Course of comorbid anxiety disorders among adults with bipolar disorder in the U.S. population.

J Psychiatr Res

Department of Psychiatry, New York State Psychiatric Institute, College of Physicians and Surgeons of Columbia University, 1051 Riverside Drive, Unit 69, New York, NY 10032, USA.

Published: July 2012

AI Article Synopsis

  • The study investigates how common anxiety disorders are among people with bipolar disorder (BP) and how these disorders impact their treatment and daily functioning.
  • It analyzed data from 1600 adults diagnosed with either Bipolar I or Bipolar II disorder, revealing that 60% had at least one anxiety disorder.
  • The findings suggest that anxiety disorders lead to more severe bipolar symptoms, higher rates of depression and episodes, increased suicidal tendencies, and greater need for mental health treatment, indicating the importance of early intervention.

Article Abstract

Objective: To examine the prevalence and correlates of comorbid anxiety disorders among individuals with bipolar disorders (BP) and their association with prospectively ascertained comorbidities, treatment, and psychosocial functioning.

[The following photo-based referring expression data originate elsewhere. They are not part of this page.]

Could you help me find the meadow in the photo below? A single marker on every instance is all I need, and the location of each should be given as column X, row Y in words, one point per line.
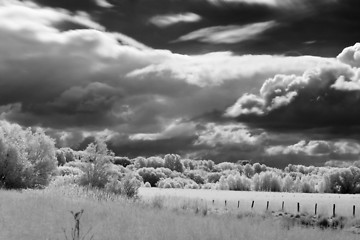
column 45, row 214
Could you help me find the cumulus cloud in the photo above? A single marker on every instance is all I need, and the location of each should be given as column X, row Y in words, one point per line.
column 171, row 19
column 351, row 55
column 228, row 34
column 90, row 80
column 231, row 134
column 326, row 96
column 76, row 83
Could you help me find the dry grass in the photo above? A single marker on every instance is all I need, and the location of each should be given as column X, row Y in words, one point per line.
column 37, row 215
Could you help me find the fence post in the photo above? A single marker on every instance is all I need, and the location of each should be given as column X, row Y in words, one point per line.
column 298, row 207
column 354, row 211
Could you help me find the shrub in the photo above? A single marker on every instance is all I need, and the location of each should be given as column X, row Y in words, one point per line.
column 97, row 170
column 128, row 186
column 65, row 171
column 213, row 177
column 172, row 161
column 151, row 175
column 123, row 161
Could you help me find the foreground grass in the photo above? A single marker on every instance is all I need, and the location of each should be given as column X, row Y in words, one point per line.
column 36, row 215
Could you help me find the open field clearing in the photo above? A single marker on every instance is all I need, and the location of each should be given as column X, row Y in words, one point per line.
column 344, row 203
column 43, row 215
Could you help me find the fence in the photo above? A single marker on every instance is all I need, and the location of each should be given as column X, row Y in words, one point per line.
column 298, row 207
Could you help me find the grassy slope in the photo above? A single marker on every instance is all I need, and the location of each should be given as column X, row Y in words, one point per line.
column 36, row 215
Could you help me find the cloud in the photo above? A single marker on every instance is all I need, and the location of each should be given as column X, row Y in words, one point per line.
column 228, row 34
column 230, row 134
column 326, row 96
column 336, row 150
column 78, row 82
column 171, row 19
column 351, row 55
column 90, row 79
column 175, row 129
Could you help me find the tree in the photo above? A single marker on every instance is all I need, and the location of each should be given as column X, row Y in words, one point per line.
column 97, row 170
column 172, row 161
column 27, row 157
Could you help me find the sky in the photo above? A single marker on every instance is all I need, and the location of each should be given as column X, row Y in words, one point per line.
column 272, row 81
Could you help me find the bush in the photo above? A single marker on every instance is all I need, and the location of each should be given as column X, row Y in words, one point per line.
column 123, row 161
column 151, row 175
column 172, row 161
column 128, row 186
column 72, row 171
column 98, row 169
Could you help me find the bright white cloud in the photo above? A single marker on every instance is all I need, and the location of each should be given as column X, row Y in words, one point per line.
column 229, row 135
column 228, row 34
column 171, row 19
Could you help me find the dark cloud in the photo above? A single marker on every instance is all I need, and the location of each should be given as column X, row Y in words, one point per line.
column 322, row 97
column 301, row 25
column 80, row 74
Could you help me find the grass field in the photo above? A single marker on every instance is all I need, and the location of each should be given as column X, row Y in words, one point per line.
column 43, row 214
column 343, row 203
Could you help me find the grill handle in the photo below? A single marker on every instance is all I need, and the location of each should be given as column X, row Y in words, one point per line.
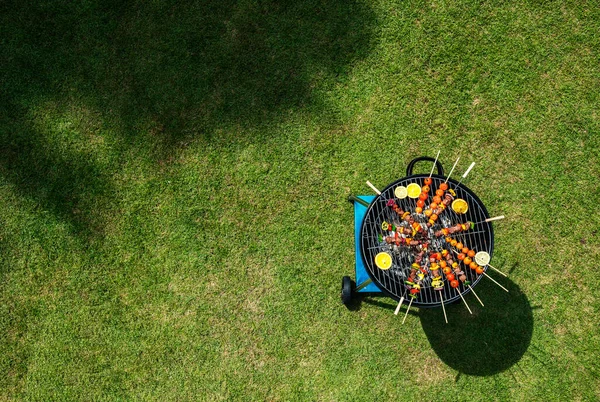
column 412, row 163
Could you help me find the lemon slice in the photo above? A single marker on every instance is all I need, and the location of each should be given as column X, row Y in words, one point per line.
column 460, row 206
column 482, row 258
column 383, row 260
column 413, row 190
column 400, row 192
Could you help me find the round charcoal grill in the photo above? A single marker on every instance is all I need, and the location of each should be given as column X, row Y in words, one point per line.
column 391, row 281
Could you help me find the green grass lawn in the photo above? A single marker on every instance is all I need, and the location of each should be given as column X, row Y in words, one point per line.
column 173, row 184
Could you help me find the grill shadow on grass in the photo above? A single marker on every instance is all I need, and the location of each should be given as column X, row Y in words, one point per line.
column 491, row 340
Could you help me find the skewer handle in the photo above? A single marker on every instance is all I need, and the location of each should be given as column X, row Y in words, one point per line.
column 473, row 290
column 495, row 282
column 399, row 305
column 407, row 310
column 452, row 170
column 497, row 270
column 373, row 188
column 468, row 170
column 443, row 307
column 464, row 301
column 434, row 162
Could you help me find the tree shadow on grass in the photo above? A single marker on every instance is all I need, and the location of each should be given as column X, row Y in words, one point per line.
column 159, row 74
column 491, row 340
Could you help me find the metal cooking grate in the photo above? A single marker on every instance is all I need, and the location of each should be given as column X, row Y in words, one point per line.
column 391, row 281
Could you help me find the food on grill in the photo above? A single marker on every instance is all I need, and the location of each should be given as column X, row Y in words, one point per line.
column 460, row 206
column 416, row 237
column 400, row 192
column 383, row 260
column 413, row 190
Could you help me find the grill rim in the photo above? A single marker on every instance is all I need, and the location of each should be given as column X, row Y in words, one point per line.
column 369, row 265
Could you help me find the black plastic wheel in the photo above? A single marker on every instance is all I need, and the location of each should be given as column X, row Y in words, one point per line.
column 347, row 290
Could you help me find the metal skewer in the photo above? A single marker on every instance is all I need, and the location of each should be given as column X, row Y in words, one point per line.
column 497, row 270
column 473, row 290
column 399, row 305
column 495, row 218
column 373, row 188
column 464, row 301
column 465, row 173
column 443, row 308
column 434, row 162
column 407, row 310
column 451, row 170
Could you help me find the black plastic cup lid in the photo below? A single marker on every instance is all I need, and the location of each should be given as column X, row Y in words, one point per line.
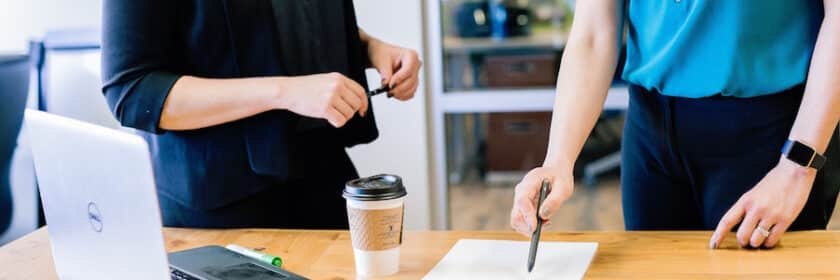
column 379, row 187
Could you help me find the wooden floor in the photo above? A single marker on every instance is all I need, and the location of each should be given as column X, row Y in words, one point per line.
column 483, row 207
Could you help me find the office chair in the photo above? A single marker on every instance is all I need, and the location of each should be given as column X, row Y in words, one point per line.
column 14, row 84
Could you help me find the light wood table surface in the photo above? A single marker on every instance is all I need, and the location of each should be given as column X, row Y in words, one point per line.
column 621, row 255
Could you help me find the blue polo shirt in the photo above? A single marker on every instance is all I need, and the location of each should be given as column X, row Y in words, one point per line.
column 741, row 48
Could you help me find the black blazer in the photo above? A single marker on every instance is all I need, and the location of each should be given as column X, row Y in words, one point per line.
column 147, row 45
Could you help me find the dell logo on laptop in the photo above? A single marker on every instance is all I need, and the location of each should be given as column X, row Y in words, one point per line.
column 94, row 217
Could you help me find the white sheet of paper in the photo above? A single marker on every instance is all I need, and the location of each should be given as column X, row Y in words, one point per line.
column 503, row 259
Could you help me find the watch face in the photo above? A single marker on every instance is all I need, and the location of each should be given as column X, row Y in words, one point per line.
column 800, row 153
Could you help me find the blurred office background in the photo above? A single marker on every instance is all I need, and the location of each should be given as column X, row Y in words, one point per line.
column 480, row 120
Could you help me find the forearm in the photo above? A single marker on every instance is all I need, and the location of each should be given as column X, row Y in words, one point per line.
column 819, row 111
column 195, row 103
column 585, row 75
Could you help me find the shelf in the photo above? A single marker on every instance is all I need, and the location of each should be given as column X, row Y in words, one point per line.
column 518, row 100
column 545, row 40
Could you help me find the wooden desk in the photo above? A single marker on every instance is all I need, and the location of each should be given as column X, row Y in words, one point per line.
column 622, row 255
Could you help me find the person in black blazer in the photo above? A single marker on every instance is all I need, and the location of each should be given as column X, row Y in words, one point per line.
column 248, row 106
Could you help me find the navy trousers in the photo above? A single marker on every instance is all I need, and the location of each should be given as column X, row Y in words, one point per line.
column 686, row 161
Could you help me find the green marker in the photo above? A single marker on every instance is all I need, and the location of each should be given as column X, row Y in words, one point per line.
column 260, row 256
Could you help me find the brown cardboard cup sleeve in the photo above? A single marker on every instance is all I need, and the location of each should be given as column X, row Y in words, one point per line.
column 375, row 229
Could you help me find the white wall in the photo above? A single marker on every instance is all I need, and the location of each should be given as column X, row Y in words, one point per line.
column 403, row 146
column 22, row 20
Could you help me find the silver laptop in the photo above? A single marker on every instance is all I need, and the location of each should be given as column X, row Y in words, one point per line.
column 99, row 198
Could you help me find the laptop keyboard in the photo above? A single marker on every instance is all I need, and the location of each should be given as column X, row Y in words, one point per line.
column 180, row 275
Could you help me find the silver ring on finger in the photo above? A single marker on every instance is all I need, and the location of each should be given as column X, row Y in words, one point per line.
column 763, row 231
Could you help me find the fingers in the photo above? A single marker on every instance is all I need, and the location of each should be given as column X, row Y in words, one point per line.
column 757, row 238
column 559, row 194
column 517, row 223
column 523, row 204
column 525, row 207
column 334, row 117
column 408, row 66
column 358, row 94
column 746, row 229
column 406, row 90
column 727, row 222
column 776, row 234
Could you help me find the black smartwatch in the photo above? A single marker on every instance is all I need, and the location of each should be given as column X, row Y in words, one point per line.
column 802, row 154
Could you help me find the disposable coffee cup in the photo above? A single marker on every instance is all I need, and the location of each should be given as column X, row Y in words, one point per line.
column 375, row 209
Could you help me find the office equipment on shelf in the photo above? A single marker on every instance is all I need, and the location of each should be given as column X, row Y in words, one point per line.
column 521, row 70
column 516, row 141
column 99, row 196
column 503, row 259
column 472, row 19
column 509, row 19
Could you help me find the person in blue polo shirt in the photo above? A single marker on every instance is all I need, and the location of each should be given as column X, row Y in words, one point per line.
column 733, row 114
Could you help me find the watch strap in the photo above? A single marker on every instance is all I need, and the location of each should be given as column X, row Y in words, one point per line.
column 802, row 154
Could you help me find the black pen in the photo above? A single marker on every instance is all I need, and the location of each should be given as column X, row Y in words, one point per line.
column 535, row 237
column 379, row 91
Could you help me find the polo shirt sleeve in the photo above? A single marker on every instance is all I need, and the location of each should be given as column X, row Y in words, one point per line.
column 137, row 50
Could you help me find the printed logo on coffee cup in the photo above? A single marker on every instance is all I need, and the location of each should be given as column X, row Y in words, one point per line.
column 375, row 229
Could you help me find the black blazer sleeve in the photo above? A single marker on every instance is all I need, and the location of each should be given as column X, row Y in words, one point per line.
column 137, row 48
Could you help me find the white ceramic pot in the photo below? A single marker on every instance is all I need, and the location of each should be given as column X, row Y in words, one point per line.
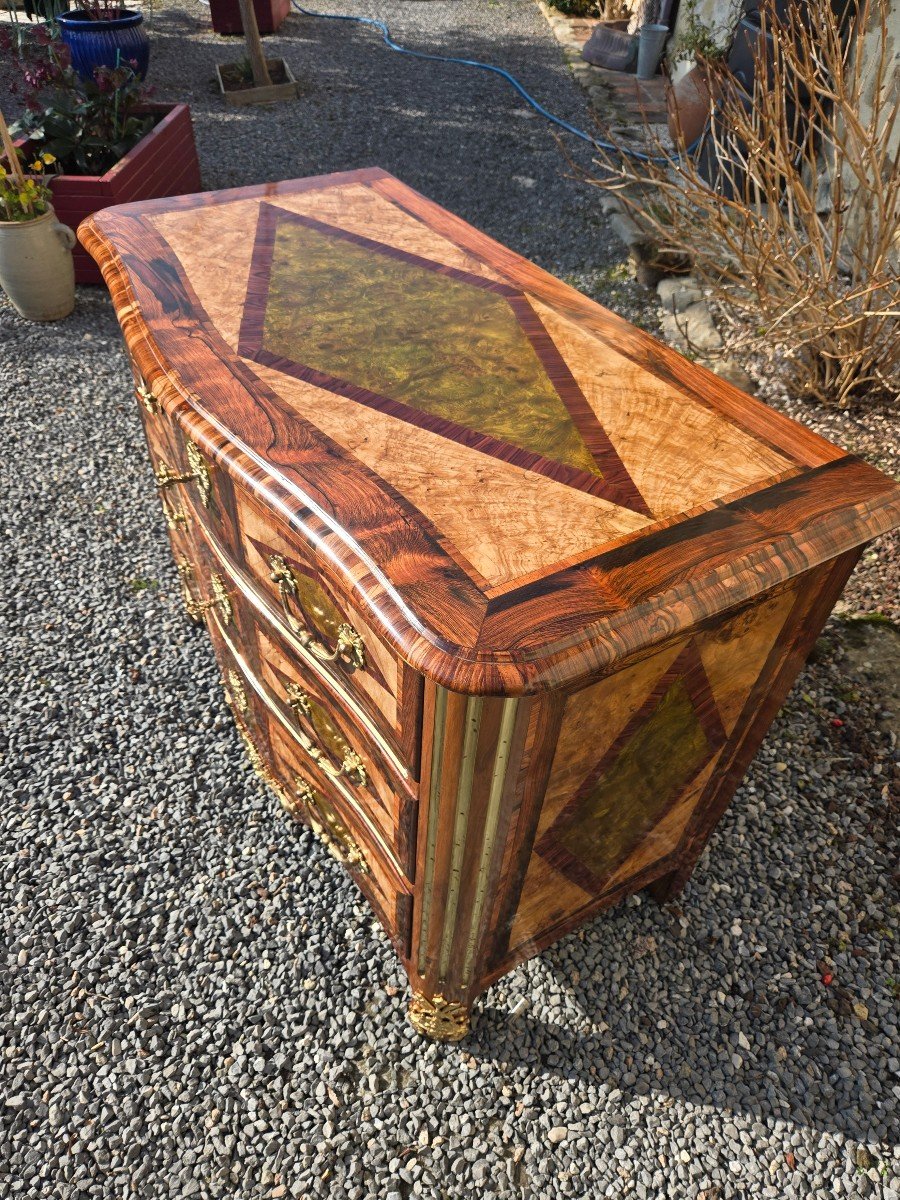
column 36, row 270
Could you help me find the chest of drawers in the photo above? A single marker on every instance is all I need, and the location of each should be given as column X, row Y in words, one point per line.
column 505, row 594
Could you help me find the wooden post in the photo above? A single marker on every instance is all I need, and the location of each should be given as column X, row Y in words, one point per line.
column 255, row 45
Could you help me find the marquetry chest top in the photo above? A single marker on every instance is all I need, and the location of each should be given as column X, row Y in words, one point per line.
column 519, row 489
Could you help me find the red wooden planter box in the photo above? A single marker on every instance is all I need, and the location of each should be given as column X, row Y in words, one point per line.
column 227, row 16
column 162, row 163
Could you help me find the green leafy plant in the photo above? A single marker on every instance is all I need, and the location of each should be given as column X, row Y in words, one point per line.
column 697, row 39
column 24, row 197
column 577, row 7
column 85, row 125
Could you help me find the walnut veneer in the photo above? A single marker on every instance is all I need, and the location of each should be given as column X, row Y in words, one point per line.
column 505, row 594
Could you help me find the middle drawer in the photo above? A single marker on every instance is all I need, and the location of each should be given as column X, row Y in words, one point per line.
column 330, row 738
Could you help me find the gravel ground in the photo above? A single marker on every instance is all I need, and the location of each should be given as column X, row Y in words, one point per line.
column 193, row 999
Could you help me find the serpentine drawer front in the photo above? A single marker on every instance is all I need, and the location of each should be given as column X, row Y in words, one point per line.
column 504, row 593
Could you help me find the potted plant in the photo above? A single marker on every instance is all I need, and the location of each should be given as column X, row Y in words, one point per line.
column 103, row 34
column 113, row 144
column 255, row 79
column 690, row 100
column 35, row 249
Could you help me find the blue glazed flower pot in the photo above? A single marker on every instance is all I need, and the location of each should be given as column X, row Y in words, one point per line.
column 105, row 43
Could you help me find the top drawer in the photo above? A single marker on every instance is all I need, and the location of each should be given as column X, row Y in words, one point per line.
column 337, row 640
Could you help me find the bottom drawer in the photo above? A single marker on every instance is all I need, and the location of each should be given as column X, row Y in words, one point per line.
column 345, row 833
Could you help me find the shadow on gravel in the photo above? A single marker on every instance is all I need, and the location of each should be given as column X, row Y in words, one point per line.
column 461, row 136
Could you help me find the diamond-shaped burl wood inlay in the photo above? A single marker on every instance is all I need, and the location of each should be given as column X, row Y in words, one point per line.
column 435, row 346
column 652, row 762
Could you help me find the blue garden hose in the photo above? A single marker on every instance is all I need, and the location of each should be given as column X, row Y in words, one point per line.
column 382, row 27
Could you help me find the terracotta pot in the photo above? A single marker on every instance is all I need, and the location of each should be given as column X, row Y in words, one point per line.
column 689, row 103
column 36, row 269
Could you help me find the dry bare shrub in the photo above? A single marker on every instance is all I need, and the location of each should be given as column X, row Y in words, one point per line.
column 798, row 237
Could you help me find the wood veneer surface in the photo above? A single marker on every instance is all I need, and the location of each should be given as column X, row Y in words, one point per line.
column 520, row 489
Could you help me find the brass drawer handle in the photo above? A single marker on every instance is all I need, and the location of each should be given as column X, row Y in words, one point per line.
column 173, row 514
column 147, row 397
column 329, row 829
column 198, row 472
column 349, row 645
column 352, row 766
column 196, row 607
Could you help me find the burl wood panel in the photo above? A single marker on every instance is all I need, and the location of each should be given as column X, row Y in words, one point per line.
column 615, row 493
column 585, row 571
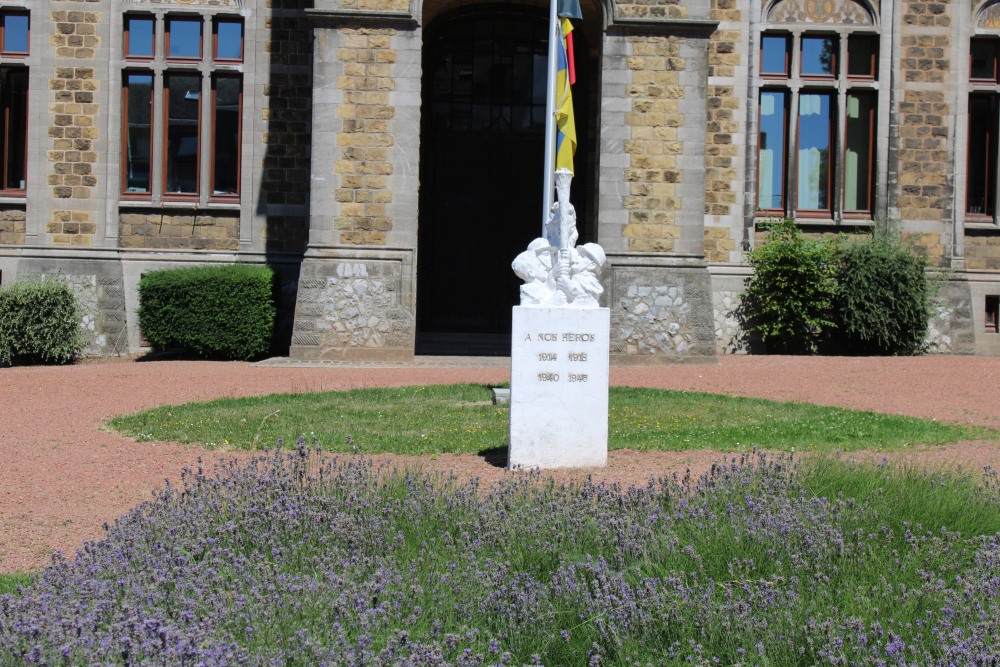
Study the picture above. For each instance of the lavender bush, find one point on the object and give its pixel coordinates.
(301, 559)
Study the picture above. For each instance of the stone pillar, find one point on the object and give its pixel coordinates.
(356, 287)
(652, 199)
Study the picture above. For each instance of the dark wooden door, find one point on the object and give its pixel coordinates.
(480, 176)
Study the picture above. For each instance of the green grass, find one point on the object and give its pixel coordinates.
(462, 419)
(909, 497)
(10, 582)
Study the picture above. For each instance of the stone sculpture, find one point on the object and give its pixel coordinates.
(555, 272)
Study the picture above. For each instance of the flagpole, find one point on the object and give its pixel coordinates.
(550, 114)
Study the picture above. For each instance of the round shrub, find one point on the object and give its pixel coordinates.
(214, 311)
(39, 323)
(788, 299)
(883, 298)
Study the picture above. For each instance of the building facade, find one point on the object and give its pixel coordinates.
(384, 156)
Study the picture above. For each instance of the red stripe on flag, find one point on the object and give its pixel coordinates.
(570, 60)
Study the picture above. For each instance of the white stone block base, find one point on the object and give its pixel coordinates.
(559, 387)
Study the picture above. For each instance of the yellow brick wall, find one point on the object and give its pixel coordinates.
(925, 189)
(363, 167)
(653, 148)
(12, 225)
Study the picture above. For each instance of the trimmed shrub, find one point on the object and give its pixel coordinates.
(883, 298)
(39, 323)
(214, 311)
(789, 298)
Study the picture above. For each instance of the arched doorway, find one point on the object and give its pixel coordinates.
(483, 120)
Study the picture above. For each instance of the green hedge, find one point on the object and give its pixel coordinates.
(789, 298)
(863, 295)
(213, 311)
(39, 323)
(883, 298)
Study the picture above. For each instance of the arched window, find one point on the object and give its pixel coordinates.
(818, 110)
(983, 117)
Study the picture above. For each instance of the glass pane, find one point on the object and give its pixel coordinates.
(771, 151)
(15, 33)
(818, 56)
(226, 137)
(982, 149)
(185, 38)
(14, 84)
(861, 52)
(139, 104)
(860, 152)
(774, 54)
(229, 40)
(182, 93)
(983, 60)
(140, 37)
(814, 152)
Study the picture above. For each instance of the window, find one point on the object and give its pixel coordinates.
(984, 121)
(14, 41)
(187, 148)
(817, 124)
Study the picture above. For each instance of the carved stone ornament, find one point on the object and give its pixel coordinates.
(819, 11)
(555, 272)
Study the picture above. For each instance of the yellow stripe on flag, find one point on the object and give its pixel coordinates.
(565, 123)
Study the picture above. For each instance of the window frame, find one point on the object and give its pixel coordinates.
(988, 89)
(162, 68)
(4, 13)
(839, 87)
(14, 62)
(213, 160)
(125, 139)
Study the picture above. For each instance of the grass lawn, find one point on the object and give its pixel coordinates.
(10, 582)
(462, 419)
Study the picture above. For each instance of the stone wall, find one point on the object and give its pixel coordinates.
(363, 167)
(982, 250)
(653, 148)
(353, 310)
(730, 337)
(660, 313)
(182, 231)
(74, 122)
(12, 225)
(100, 294)
(671, 9)
(924, 178)
(951, 327)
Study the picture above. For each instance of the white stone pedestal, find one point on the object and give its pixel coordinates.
(559, 387)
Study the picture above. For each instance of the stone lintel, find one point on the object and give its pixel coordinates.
(654, 259)
(666, 26)
(328, 18)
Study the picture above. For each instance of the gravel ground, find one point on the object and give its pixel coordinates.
(62, 475)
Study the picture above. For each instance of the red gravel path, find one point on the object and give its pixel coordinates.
(62, 476)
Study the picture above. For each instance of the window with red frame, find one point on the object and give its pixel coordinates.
(188, 147)
(800, 171)
(14, 48)
(983, 121)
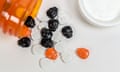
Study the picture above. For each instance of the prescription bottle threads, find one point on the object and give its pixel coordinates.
(14, 13)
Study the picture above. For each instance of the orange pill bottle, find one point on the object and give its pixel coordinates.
(13, 14)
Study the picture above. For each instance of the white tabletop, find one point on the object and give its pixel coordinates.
(103, 44)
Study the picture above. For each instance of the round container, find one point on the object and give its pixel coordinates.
(100, 12)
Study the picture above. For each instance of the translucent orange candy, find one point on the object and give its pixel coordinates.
(83, 53)
(13, 14)
(51, 54)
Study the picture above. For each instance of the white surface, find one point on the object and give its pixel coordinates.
(103, 43)
(100, 12)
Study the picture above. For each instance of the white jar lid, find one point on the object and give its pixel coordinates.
(100, 12)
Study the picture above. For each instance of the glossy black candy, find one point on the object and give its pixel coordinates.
(46, 33)
(24, 42)
(52, 12)
(47, 43)
(53, 24)
(30, 22)
(67, 31)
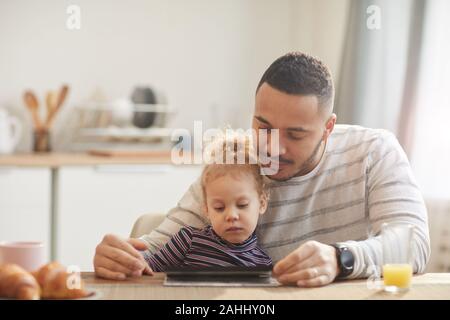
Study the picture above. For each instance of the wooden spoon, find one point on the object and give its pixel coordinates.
(50, 101)
(59, 102)
(33, 105)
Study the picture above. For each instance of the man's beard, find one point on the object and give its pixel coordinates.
(304, 169)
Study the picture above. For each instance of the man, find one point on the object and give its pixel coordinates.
(336, 185)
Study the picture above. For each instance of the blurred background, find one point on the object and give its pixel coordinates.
(136, 69)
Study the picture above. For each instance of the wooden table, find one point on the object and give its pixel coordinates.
(427, 286)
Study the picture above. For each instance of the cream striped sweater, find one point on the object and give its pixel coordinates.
(363, 180)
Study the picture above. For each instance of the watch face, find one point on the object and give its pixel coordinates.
(347, 260)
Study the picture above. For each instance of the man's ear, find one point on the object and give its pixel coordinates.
(329, 126)
(263, 202)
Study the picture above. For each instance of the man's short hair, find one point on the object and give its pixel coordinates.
(300, 74)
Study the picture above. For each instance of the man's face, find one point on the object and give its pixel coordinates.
(303, 129)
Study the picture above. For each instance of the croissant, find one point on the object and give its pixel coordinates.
(55, 283)
(17, 283)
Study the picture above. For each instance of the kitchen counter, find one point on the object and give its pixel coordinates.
(55, 160)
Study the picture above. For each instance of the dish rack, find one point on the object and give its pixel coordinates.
(104, 126)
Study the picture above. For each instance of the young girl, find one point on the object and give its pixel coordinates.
(234, 197)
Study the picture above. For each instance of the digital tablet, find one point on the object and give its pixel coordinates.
(233, 271)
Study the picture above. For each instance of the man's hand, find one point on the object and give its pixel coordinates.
(116, 258)
(313, 264)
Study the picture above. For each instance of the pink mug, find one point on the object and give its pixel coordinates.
(28, 255)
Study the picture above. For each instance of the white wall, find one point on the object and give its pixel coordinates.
(199, 52)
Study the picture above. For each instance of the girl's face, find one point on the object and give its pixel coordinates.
(233, 206)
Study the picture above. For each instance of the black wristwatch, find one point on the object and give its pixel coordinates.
(345, 260)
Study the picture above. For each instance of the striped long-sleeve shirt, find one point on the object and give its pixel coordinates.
(362, 181)
(192, 247)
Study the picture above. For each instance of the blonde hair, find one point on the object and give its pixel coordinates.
(232, 152)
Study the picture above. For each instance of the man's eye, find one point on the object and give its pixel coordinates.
(294, 137)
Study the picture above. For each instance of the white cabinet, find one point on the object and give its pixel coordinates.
(93, 201)
(25, 205)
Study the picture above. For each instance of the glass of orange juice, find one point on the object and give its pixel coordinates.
(397, 240)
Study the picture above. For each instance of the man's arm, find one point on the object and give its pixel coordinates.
(393, 196)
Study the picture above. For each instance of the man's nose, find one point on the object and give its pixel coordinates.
(276, 146)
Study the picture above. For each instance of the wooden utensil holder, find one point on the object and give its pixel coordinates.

Method: As part of the National Epidemiologic Survey on Alcohol and Related Conditions, 1600 adults who met lifetime DSM-IV criteria for BP-I (n = 1172) and BP-II (n = 428) were included. Individuals were evaluated using the Alcohol Use Disorder and Associated Disabilities Interview Schedule-DMS-IV Version and data was analyzed from Waves 1 and 2, approximately 3 years apart.

Results: Sixty percent of individuals with BP had at least one lifetime comorbid anxiety disorder. Individuals with BP and anxiety disorders shared lifetime risk factors for major depressive disorder and had prospectively more depressive and manic/hypomanic episodes, suicidal ideation, suicide attempts, and more treatment seeking than those without anxiety. During the follow-up, higher incidence of panic disorder, drug use disorders, and lower psychosocial functioning were found in individuals with BP with versus without anxiety disorders.

Conclusions: Anxiety disorders are prospectively associated with elevated BP severity and BP-related mental health service use. Early identification and treatment of anxiety disorders are warranted to improve the course and outcome of individuals with BP.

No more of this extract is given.